Perante Adamugy, chegámos a ansiar perceber, afinal de contas, o que significava – naquela época – fazer Jornalismo sob o ponto de vista de dificuldades, ameaças e desafios. Sobre o tópico, o repórter não se refere a nomes, mas recorda-se de que houve vezes em que “quase fui agredido e ameaçado de morte. Passei por situações constrangedoras na via pública. O importante é que isso nunca me fez desistir porque percebi que, algumas vezes, se tratava de um problema de incompreensão das pessoas que pensavam que eu estava a meter-me em actividades de que não tinha domínio”.

Talvez, em tudo isso, “a experiência mais marcante foi o facto de em 1993 – algum tempo depois do fim da guerra dos 16 anos – ter feito um percurso por todo o país de carro. As dificuldades eram inúmeras. Havia muitos vestígios do conflito. Recordo-me de que, certa vez, saímos da cidade da Beira às 5.00H para Chibabava, onde só chegámos às 23.00H. Os alojamentos eram complicados, tanto que já dormi numa casa assombrada, em Angónia, tendo passado por locais sobre os quais se narram mitos grotescos”.

Nostalgia do tempo

Adamugy aproveitou a ocasião para olhar para o tempo que passou, de tal sorte que se deu conta de que “nos anos 1980/90 vivemos um momento cultural intenso, forte e vigoroso. Nas escolas havia grupos de teatro e de dança. Foi uma ocasião de boom de algumas bandas musicais como, por exemplo, os Ghorwane, Lokolokwe, Kapa Dêch. Muitos artistas que se tornaram ícones da nossa canção surgiram nessa época”.
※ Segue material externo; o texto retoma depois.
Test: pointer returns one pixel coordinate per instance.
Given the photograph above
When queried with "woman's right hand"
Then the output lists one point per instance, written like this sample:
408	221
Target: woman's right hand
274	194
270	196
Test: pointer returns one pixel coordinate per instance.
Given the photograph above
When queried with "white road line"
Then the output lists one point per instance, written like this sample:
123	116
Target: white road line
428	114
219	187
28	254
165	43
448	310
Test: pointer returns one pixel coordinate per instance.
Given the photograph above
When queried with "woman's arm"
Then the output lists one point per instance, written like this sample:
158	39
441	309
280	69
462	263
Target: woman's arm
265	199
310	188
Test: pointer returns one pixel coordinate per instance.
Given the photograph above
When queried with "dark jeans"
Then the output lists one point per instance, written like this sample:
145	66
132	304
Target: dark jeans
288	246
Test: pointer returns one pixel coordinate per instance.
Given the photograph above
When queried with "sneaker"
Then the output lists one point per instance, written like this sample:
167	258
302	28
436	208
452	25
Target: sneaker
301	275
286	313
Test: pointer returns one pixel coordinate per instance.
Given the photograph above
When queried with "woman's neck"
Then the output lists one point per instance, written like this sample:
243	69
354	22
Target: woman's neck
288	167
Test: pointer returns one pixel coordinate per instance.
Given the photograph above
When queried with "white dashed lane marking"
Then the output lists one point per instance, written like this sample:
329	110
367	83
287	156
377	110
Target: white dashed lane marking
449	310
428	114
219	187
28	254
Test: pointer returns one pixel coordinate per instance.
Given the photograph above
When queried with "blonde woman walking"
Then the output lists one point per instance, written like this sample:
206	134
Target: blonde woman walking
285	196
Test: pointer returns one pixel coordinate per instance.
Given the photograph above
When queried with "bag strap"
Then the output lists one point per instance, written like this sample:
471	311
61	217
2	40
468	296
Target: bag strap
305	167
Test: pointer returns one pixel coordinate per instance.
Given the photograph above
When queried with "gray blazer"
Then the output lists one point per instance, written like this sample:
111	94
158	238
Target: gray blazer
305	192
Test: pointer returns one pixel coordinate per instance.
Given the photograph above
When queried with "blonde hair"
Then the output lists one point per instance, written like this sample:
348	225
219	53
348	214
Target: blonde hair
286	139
Por tudo isso, para o escriba essa fase é nostálgica, muito em particular porque depois dela se instalou um momento de “adormecimento, se calhar, resultante do tipo de economia que o país adoptou: muitas editoras desapareceram. Implantou-se uma conjuntura em que, de certa forma, os artistas não estavam a conseguir inovar”.

De uma ou de outra forma, “nesta última fase começámos a viver uma etapa de alegria marcada pelo surgimento das novas tendências musicais. Ou seja, não podemos ignorar o movimento que se gerou em volta do Pandza e do Rap”.
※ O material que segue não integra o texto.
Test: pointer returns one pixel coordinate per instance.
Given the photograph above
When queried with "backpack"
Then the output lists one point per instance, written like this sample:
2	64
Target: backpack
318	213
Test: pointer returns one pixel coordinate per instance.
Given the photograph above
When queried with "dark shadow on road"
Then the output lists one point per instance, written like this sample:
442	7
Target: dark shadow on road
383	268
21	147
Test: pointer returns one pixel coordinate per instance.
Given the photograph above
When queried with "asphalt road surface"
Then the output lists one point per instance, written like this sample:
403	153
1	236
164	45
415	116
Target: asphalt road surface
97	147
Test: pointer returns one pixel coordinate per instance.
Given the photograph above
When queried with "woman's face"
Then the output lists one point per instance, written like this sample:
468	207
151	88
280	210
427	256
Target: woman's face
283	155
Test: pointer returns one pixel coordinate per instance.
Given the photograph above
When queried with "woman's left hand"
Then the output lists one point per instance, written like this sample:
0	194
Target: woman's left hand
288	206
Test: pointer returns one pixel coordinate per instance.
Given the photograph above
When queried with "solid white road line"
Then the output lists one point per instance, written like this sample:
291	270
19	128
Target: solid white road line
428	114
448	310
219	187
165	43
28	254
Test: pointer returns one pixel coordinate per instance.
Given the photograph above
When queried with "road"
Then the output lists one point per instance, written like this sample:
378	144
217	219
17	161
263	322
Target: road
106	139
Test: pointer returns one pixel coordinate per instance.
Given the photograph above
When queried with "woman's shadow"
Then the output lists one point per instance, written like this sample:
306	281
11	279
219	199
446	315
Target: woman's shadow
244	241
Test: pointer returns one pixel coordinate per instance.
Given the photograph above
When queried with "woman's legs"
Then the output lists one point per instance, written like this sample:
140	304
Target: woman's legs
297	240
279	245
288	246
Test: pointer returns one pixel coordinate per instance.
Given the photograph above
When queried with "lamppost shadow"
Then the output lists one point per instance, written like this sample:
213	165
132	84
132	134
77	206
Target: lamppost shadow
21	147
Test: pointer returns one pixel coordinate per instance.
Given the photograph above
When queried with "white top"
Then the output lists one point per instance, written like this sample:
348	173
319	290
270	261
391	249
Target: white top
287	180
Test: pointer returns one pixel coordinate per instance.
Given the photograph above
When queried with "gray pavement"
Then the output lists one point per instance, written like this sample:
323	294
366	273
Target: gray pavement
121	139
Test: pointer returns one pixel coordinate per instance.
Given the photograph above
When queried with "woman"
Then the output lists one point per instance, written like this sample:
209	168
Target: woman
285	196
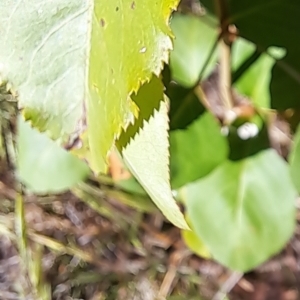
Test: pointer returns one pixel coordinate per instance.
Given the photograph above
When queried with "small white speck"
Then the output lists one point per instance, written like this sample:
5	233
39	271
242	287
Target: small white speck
247	131
143	50
225	130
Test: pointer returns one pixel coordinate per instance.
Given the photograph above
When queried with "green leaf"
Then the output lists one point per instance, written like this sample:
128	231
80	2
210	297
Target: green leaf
272	23
294	160
194	242
255	82
194	39
42	55
61	54
130	41
244	211
147	99
185	106
147	157
197	150
43	166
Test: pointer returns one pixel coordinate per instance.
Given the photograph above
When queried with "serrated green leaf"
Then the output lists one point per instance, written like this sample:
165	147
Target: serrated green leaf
147	100
147	157
43	166
141	29
59	55
185	106
194	39
294	160
244	211
197	150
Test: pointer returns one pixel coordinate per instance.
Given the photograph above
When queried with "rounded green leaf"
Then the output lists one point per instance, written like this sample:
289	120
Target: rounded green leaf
43	166
194	39
196	150
193	241
244	211
255	82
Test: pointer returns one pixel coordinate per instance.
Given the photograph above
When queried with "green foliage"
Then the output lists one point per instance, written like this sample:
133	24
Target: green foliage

“Levam o dinheiro e não ombreiam connosco”

Solicitámos a opinião de Adamugy em relação ao facto de, actualmente, em Maputo, investir-se mais em concertos com a participação de artistas internacionais – com uma estada muito efémera no país – ao mesmo tempo que se drena muito dinheiro, sobretudo por parte de algumas empresas públicas.

Entretanto, ainda que apologista da vinda de artistas estrangeiros ao país, Adamugy revela-se crítico em relação à forma como eles trabalham aqui.

“O problema é que, muitas vezes, se investe muito dinheiro para um músico que, estando em Moçambique, realiza um espectáculo – às vezes em playback –, não interage com os artistas locais, e depois enchem-lhe a mala de dinheiro e regressa ao seu país, sem ter interagido com os cantores nacionais”.

Em contrapartida “ao artista local paga-se um cachê mísero, o qual, muitas vezes, para tê-lo passa por inúmeras dificuldades. Deve haver um equilíbrio, nesse proceder, para que haja o fortalecimento dos artistas moçambicanos”.

O Jornalismo é uma forma de vida

Com um bom par de anos de carreira, Adamugy considera que está satisfeito com o percurso que fez. Entretanto, sob o ponto de vista material, o Jornalismo não é uma área profissional de realização.

“Costumo dizer que se as pessoas quiserem ganhar dinheiro que façam outras actividades, porque o Jornalismo não é uma profissão. É uma forma de estar na vida, em que a relação esforço-benefício é muito desigual. Ou seja, entre o que temos de fazer e aquilo que, desse esforço, retorna há uma desigualdade violenta”.